Reports claiming that the Cabinet has not yet approved the salary increase for public sector employees set to be implemented in 2025 are false and the necessary approval has already been granted.

On May 27, 2024, under Cabinet Decision No. 24/Misc. (020), a study was initiated to address salary disparities among different public sector groups. A special committee was appointed to analyse salaries, wages, and other allowances across all public sector divisions to make necessary adjustments, which would then be included in the 2025 budget proposals. The expert committee has held discussions with 81 major trade unions and government officials in the public sector. Following these discussions and an analysis of the relevant information, an interim report has been prepared.

In this context, Mr. Udaya R. Senewiratne, the Chairman of the expert Committee clarified that while preparing this report, additional information was gathered from 391 trade unions, organizations, institutions, and individuals.

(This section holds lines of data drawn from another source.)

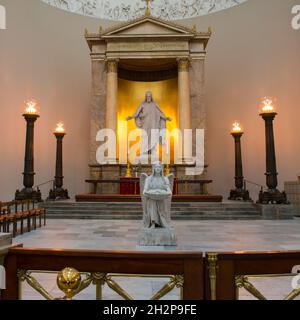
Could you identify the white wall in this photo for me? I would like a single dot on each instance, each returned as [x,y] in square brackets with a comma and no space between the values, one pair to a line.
[253,52]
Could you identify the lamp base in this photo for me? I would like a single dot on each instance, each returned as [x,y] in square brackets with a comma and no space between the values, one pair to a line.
[239,194]
[273,196]
[29,194]
[58,194]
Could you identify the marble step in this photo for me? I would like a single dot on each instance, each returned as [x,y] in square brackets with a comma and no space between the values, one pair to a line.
[133,208]
[139,212]
[133,211]
[174,217]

The interim report takes into account the existing fiscal constraints and challenges faced by public sector employees. It includes recommendations for revising the existing salary structures, along with measures to manage government spending more effectively. The report also proposes a policy framework that includes strategies for reducing government expenses and enhancing revenue generation, while implementing salary revisions based on established standards and benchmarks.

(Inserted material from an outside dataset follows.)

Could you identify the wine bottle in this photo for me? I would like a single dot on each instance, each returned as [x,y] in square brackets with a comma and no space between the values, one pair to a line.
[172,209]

Accordingly, the Cabinet Paper No. 24/1609/601/097, titled “Interim Report of the Expert Committee Appointed to Address Salary Disparities in the Public Sector,” was communicated by the President and the Minister of Finance, Economic Stabilization, and National Policies on August 12, 2024.

Following a review and discussion of this interim report by the Cabinet, policy approval has been granted for the implementation of the recommendations specified in Sections 3.1 to 3.18 of the report. Additionally, these recommendations have been incorporated into the 2025 budget and approved for implementation.

For the year 2025, the following adjustments will be implemented for all government employees:

  • A monthly cost-of-living allowance of LKR 25,000 will be provided, subject to revision every three years.
  • The minimum starting monthly salary in the public sector will increase by 24% to a range of 50%–60%, with a total gross salary of LKR 55,000 including the cost-of-living allowance. Salaries for all other positions will be adjusted accordingly.
  • This new salary and allowance scheme will apply to all government institutions except for state-owned enterprises and banks.
  • Government pensioners who retired before 2020 will receive the salary increments to which they are entitled, with their pensions adjusted to eliminate existing disparities.
  • Starting from January 2025, pensioners will receive a cost-of-living allowance equivalent to 50% of the allowance provided to active government employees.

The Cabinet has authorized the gradual implementation of this salary structure, taking fiscal constraints into consideration, starting on January 1, 2025.

The expert committee submitted their final report to the President on September 3, 2024. This report, including recommendations numbered 01 to 08, addresses various aspects such as public sector classification, employee allowances, pension disparities, and recommendations regarding allowances and levies. The report has received policy approval for implementation starting January 1, 2025, and the recommendations have been included in the 2025 budget proposals.

Therefore, when disseminating such sensitive information, it is essential to avoid spreading misleading news and instead focus on verifying and communicating accurate details to the public.